Lors d’une récente intervention devant le Conseil du bâtiment durable du Canada (CBDC), Paul Morassutti, président du conseil d’administration de CBRE Canada, a souligné que les initiatives liées au développement durable suscitent désormais des controverses politiques et qu’il devient de plus en plus ardu de concilier les objectifs à long terme avec les contraintes immédiates.
Cependant, cela ne signifie pas pour autant la disparition des démarches ESG.
« Il n’y a pas si longtemps, beaucoup annonçaient la fin du secteur du commerce de détail, puis ce fut au tour du marché des bureaux, et aujourd’hui, les initiatives ESG, ou du moins leur version simplifiée, sont elles aussi perçues par beaucoup comme dépassées, voire éteintes », a expliqué Paul Morassutti.
Il juge cette perception trop sommaire, au même titre que celles entourant le commerce de détail ou les bureaux, et rappelle que la trajectoire à long terme des enjeux majeurs liés à la durabilité ne sera pas profondément modifiée, bien qu’elle soit sujette à des évolutions et parfois des retournements temporaires.
« Cela fait partie du processus », ajoute-t-il.
La nature ignore la politique
Au milieu des bouleversements et des incertitudes de ces dernières années, une constante demeure, a insisté Paul Morassutti : « La nature se moque de nos querelles politiques ou de nos difficultés économiques. »
Il a rappelé que 2024 a été l’année la plus chaude jamais enregistrée, avec une température moyenne mondiale excédant de 1,55 °C celle de l’ère préindustrielle. « Le record précédent datait de l’année précédente », précise-t-il.
« Les océans continuent de se réchauffer, le niveau des mers ne cesse de monter.
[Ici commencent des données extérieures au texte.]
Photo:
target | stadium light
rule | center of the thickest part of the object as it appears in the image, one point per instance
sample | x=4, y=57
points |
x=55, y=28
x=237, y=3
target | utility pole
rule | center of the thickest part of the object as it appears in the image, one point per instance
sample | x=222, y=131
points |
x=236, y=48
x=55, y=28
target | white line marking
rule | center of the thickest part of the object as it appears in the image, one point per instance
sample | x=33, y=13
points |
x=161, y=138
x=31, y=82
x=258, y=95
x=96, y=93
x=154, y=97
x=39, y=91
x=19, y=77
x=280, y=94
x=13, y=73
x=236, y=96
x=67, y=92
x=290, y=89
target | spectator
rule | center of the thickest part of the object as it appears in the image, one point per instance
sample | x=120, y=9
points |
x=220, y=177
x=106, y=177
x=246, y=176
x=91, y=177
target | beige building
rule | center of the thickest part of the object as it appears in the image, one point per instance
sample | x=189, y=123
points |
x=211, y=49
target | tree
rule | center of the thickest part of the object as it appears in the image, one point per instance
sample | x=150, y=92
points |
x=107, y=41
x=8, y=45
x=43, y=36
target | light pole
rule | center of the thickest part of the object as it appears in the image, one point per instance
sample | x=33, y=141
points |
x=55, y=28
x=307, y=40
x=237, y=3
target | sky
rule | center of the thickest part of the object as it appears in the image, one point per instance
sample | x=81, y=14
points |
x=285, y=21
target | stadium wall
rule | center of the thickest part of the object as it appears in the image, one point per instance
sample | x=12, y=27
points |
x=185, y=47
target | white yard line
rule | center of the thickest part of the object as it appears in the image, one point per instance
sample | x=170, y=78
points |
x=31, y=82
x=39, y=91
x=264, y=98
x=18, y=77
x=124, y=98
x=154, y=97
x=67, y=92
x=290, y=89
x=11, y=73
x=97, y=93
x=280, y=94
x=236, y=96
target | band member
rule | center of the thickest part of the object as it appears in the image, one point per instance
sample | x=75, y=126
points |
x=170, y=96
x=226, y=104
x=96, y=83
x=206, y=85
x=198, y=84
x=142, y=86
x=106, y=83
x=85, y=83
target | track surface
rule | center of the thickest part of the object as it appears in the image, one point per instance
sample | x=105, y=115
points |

Les zones gelées de la planète fondent à un rythme alarmant. Les glaciers reculent. Parallèlement, les événements climatiques extrêmes provoquent des dégâts majeurs partout dans le monde. »
Il revient également sur une expression créée il y a quelques années par l’actuel Premier ministre Mark Carney : « la tragédie de l’horizon ». Celle-ci illustre comment l’orientation à court terme des systèmes financiers et politiques freine les actions nécessaires face aux risques à long terme, notamment le dérèglement climatique.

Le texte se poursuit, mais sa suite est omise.